Dell unveiled a new 13 inch gaming laptop this summer, and now the Alienware 13Â available for purchase for $999 and up.
It’s the company’s smallest laptop designed for gaming and it combines an Intel Haswell processor with NVIDA GeForce GTX 860M graphics, 802.11ac WiFi an Ethernet jack, HDMI and mini DisplayPort, and 52 Whr battery.
But what really makes the Alienware 13 unusual is that you can use a desktop graphics card with the laptop… for a price.
Dell is offering an optional accessory called the Alienware Graphics Amplifier. It’s basically a box that can hold a dull-length, dual-height PCI Express x16 graphics card. Plug it into the Alienware 13 and you can use desktop-class graphics instead of the mobile graphics card built into the laptop.

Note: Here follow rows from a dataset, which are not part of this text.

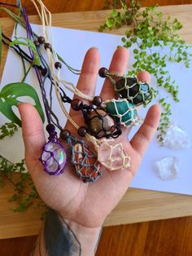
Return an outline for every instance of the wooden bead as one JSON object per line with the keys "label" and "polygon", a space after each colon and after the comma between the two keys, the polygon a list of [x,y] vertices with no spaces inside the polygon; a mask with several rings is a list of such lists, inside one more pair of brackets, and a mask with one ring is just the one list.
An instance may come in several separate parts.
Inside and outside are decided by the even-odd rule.
{"label": "wooden bead", "polygon": [[43,37],[38,37],[37,40],[40,44],[43,44],[45,42],[45,38]]}
{"label": "wooden bead", "polygon": [[77,132],[81,137],[85,137],[87,134],[87,129],[85,126],[81,126],[78,129]]}
{"label": "wooden bead", "polygon": [[36,47],[39,47],[40,46],[40,42],[37,40],[35,40],[33,42],[34,45],[36,46]]}
{"label": "wooden bead", "polygon": [[71,132],[68,130],[63,130],[60,132],[60,137],[62,139],[67,139],[71,135]]}
{"label": "wooden bead", "polygon": [[59,61],[55,62],[55,68],[56,69],[61,68],[62,68],[61,63],[59,62]]}
{"label": "wooden bead", "polygon": [[78,111],[81,109],[83,103],[81,99],[74,99],[71,102],[71,107],[73,110]]}
{"label": "wooden bead", "polygon": [[108,69],[106,68],[101,68],[98,70],[98,75],[99,77],[105,78],[107,77],[107,74],[109,73]]}
{"label": "wooden bead", "polygon": [[46,69],[46,68],[41,70],[41,75],[42,75],[43,77],[46,76],[46,73],[47,73],[47,69]]}
{"label": "wooden bead", "polygon": [[46,50],[46,49],[50,49],[50,50],[52,49],[51,44],[49,43],[49,42],[46,42],[45,45],[44,45],[44,47],[45,47]]}
{"label": "wooden bead", "polygon": [[54,125],[49,124],[46,126],[46,130],[48,131],[49,134],[51,134],[53,132],[55,132],[55,127]]}
{"label": "wooden bead", "polygon": [[93,99],[93,104],[95,106],[100,106],[103,103],[103,99],[100,96],[94,96]]}

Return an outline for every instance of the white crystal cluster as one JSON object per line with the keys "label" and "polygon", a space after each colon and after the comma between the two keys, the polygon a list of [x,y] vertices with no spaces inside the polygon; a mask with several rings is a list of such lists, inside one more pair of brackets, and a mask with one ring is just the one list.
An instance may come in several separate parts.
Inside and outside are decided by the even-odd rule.
{"label": "white crystal cluster", "polygon": [[180,126],[170,123],[164,136],[163,144],[171,149],[182,149],[190,146],[188,134]]}
{"label": "white crystal cluster", "polygon": [[176,179],[178,173],[179,161],[177,157],[164,157],[155,162],[155,170],[158,176],[163,180]]}

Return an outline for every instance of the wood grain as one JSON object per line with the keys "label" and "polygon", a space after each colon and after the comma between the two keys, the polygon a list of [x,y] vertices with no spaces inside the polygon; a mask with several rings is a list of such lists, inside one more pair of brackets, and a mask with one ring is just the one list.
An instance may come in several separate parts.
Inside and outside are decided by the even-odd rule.
{"label": "wood grain", "polygon": [[[13,3],[15,1],[4,0],[7,3]],[[105,7],[105,0],[44,0],[46,6],[52,13],[71,12],[71,11],[99,11]],[[129,1],[128,1],[129,2]],[[192,0],[142,0],[143,7],[155,6],[171,6],[178,4],[192,3]],[[29,0],[22,0],[23,7],[29,15],[35,15],[36,10]],[[0,17],[7,16],[5,13],[0,11]]]}
{"label": "wood grain", "polygon": [[[4,1],[7,2],[12,2],[11,0],[10,1]],[[32,6],[30,5],[30,1],[24,1],[28,13],[33,14],[34,13],[32,8]],[[65,12],[65,11],[95,11],[95,10],[101,10],[103,8],[103,2],[104,1],[89,1],[89,0],[81,0],[81,1],[76,1],[76,0],[71,0],[71,1],[44,1],[46,3],[48,2],[48,5],[50,4],[49,7],[50,7],[52,12]],[[142,1],[143,6],[148,5],[148,4],[155,4],[156,1]],[[181,4],[181,3],[192,3],[192,1],[180,1],[180,0],[164,0],[164,1],[159,1],[159,4],[160,5],[168,5],[168,4]],[[191,11],[191,7],[189,7],[188,11],[189,12]],[[170,7],[168,9],[168,12],[173,12],[172,7]],[[183,10],[182,7],[177,7],[177,11],[175,11],[175,15],[177,16],[177,14],[180,15],[179,19],[181,17],[183,17],[185,19],[185,15],[182,15],[182,12],[185,11]],[[188,12],[187,12],[188,13]],[[2,14],[0,13],[0,15]],[[86,15],[85,15],[86,16]],[[187,32],[187,29],[191,29],[191,18],[190,15],[186,14],[187,17],[185,20],[189,20],[189,22],[186,23],[185,30],[182,31],[183,35],[185,37],[186,40],[189,42],[190,41],[190,33]],[[81,15],[80,15],[81,16]],[[68,19],[70,20],[70,17],[72,18],[72,14],[69,14],[68,16]],[[100,19],[100,15],[98,15],[98,18]],[[69,20],[69,23],[67,22],[67,24],[68,27],[70,27],[70,23],[72,23],[71,19]],[[102,20],[103,21],[103,20]],[[5,23],[7,21],[7,20],[1,20],[1,24],[5,24]],[[99,20],[101,21],[101,20]],[[73,26],[78,24],[76,23],[76,20],[74,21]],[[13,25],[12,22],[9,20],[8,26]],[[61,24],[58,24],[61,26]],[[71,24],[72,25],[72,24]],[[87,24],[88,25],[88,24]],[[92,29],[93,26],[90,24],[89,29]],[[7,31],[7,33],[10,31]],[[9,192],[11,195],[11,188],[10,186],[10,188],[7,188]],[[137,191],[139,193],[139,191]],[[146,192],[146,193],[151,193],[154,196],[155,196],[155,192]],[[132,197],[132,194],[134,193],[134,190],[130,190],[130,192],[129,194],[129,197],[130,200],[130,203],[132,204],[133,207],[132,210],[135,208],[136,214],[140,214],[140,210],[137,208],[138,203],[136,200],[136,197]],[[144,195],[145,191],[141,191],[141,194]],[[2,192],[0,193],[0,219],[2,218],[2,216],[4,218],[3,221],[5,221],[5,218],[7,218],[6,221],[7,221],[7,218],[9,218],[9,211],[11,211],[11,207],[10,204],[7,203],[7,209],[9,211],[2,212],[2,201],[5,201],[7,198],[1,197]],[[162,193],[164,194],[164,193]],[[166,195],[166,194],[165,194]],[[164,214],[165,215],[163,216],[164,218],[168,218],[166,217],[167,214],[172,210],[172,212],[175,210],[175,207],[172,207],[172,198],[171,194],[170,198],[168,201],[166,201],[166,198],[162,197],[161,203],[163,204],[164,201],[167,202],[167,208],[165,209]],[[137,194],[139,196],[139,194]],[[172,195],[177,196],[177,195]],[[180,198],[180,201],[183,201],[182,196]],[[155,204],[154,205],[153,200],[151,199],[151,196],[148,197],[147,195],[146,195],[145,197],[147,197],[147,200],[149,201],[148,203],[151,205],[151,209],[153,209],[154,206],[155,206]],[[143,198],[145,198],[143,197]],[[153,197],[153,196],[152,196]],[[187,196],[188,197],[188,196]],[[132,199],[131,199],[132,198]],[[136,201],[135,201],[136,200]],[[180,202],[177,202],[176,204],[176,208],[180,209],[180,211],[182,210],[182,207],[184,206],[184,211],[185,211],[185,206],[186,205],[182,205],[180,204]],[[141,200],[142,201],[142,200]],[[140,201],[140,202],[141,202]],[[174,200],[173,200],[174,201]],[[189,196],[188,202],[190,201],[190,196]],[[158,201],[158,203],[159,201]],[[124,204],[128,202],[124,201]],[[129,208],[130,205],[129,205]],[[122,205],[123,210],[124,209],[124,205]],[[191,210],[190,210],[190,205],[189,205],[188,209],[188,214],[191,215]],[[162,205],[159,205],[159,209],[157,208],[156,212],[156,218],[159,218],[159,215],[161,215],[161,208]],[[117,209],[116,209],[117,210]],[[128,211],[129,209],[127,209]],[[147,219],[147,214],[149,212],[144,210],[142,213],[145,217],[145,220]],[[36,213],[38,214],[38,213]],[[4,216],[3,216],[4,214]],[[133,211],[132,211],[133,214]],[[132,215],[131,214],[131,215]],[[176,214],[177,215],[177,214]],[[184,214],[185,215],[185,214]],[[31,216],[33,218],[33,216]],[[121,218],[121,214],[120,212],[117,212],[118,219],[119,218]],[[30,218],[31,218],[30,217]],[[20,223],[22,223],[23,225],[23,215],[19,215]],[[109,217],[110,218],[110,217]],[[18,218],[18,216],[16,217]],[[110,218],[109,218],[110,220]],[[109,224],[111,221],[109,221]],[[12,220],[12,223],[11,222],[11,224],[14,223],[14,220]],[[17,223],[17,226],[20,226],[20,223]],[[33,226],[35,227],[35,225],[39,225],[38,223],[35,223],[33,222],[32,219],[32,225],[31,227],[27,226],[24,228],[30,229],[33,228]],[[137,224],[129,224],[129,225],[121,225],[121,226],[116,226],[116,227],[104,227],[103,236],[101,238],[101,242],[98,246],[97,256],[103,256],[103,255],[116,255],[116,256],[191,256],[192,255],[192,217],[185,217],[185,218],[173,218],[173,219],[168,219],[168,220],[161,220],[161,221],[154,221],[154,222],[146,222],[142,223],[137,223]],[[7,227],[8,228],[8,227]],[[16,230],[18,227],[16,227]],[[35,229],[37,228],[34,227]],[[14,229],[14,227],[13,227]],[[23,227],[20,227],[19,232],[20,234],[17,234],[17,236],[24,236],[24,232],[26,232],[26,230],[24,231]],[[1,232],[1,228],[0,228]],[[14,233],[14,231],[11,230],[10,232],[12,234]],[[27,236],[27,235],[26,235]],[[14,235],[15,236],[15,235]],[[31,249],[33,246],[34,241],[36,240],[36,236],[28,236],[28,237],[22,237],[22,238],[15,238],[15,239],[7,239],[7,240],[0,240],[0,255],[1,256],[26,256],[28,255],[28,253],[31,251]]]}
{"label": "wood grain", "polygon": [[[184,28],[181,31],[181,34],[188,42],[192,42],[192,28],[189,29],[187,26],[188,22],[192,23],[191,7],[159,7],[164,13],[171,13],[172,18],[177,17],[181,20]],[[97,31],[107,13],[108,13],[107,11],[55,14],[53,15],[53,25]],[[30,21],[38,23],[38,19],[37,16],[31,16]],[[13,21],[9,18],[2,18],[1,23],[2,30],[6,34],[11,35]],[[115,31],[118,33],[124,32],[123,29]],[[4,56],[6,56],[7,50],[3,47]],[[4,62],[5,58],[2,60],[2,67]],[[32,210],[24,214],[12,213],[11,205],[7,201],[12,193],[11,184],[7,183],[0,194],[2,205],[0,209],[0,237],[8,238],[37,234],[41,225],[39,211]],[[189,196],[129,189],[118,206],[108,216],[105,226],[186,216],[190,215],[191,212],[192,201]]]}
{"label": "wood grain", "polygon": [[[96,256],[191,256],[191,226],[187,217],[104,227]],[[29,255],[36,239],[0,240],[0,255]]]}

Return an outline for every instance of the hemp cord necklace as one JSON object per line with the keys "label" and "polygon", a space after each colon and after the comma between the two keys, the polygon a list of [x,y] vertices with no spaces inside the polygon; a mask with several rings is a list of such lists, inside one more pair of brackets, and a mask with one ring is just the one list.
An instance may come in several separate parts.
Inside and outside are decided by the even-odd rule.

The Graphics Amplifier also has 4 USB 3.0 ports and a 375 watt power supply.
The box is actually bigger than the laptop itself, so you probably aren’t going to take it with you for gaming on the go. But it lets you use your gaming laptop as the only gaming system in your house… and it could allow you to hold onto your laptop longer since you can upgrade the desktop graphics card as often as you’d like.
Dell’s not the only company to offer a gaming laptop with an optional accessory for housing a desktop graphics card: MSI recently unveiled the GS30 Shadow laptop and GamingDock system. But MSI’s solution isn’t available for purchase yet.
While the Alienware 13 laptop has a starting price of $999, you’ll have to add $300 to the price if you add a Graphics Amplifier to your cart… and the price will climb even higher if you add a graphics card. While you can bring your own, Alienware lets you configure your system with a GeForce GTX 760, 970, or 980 graphics card with prices ranging from $290 to $689.
An entry-level Alienware 13 includes 8GB of RAM, a 500GB hard drive, and a 13.3 inch, 1366 x 768 pixel display. It measures about an inch thick, weighs about 4.5 pounds, and has a carbon-fiber case.
Dell also offers models with up to 16GB of RAM, up to 1TB of storage, or a 512GBÂ solid state drive. Display options include 1920 x 1080 pixel and 2560 x 1440 pixel screens.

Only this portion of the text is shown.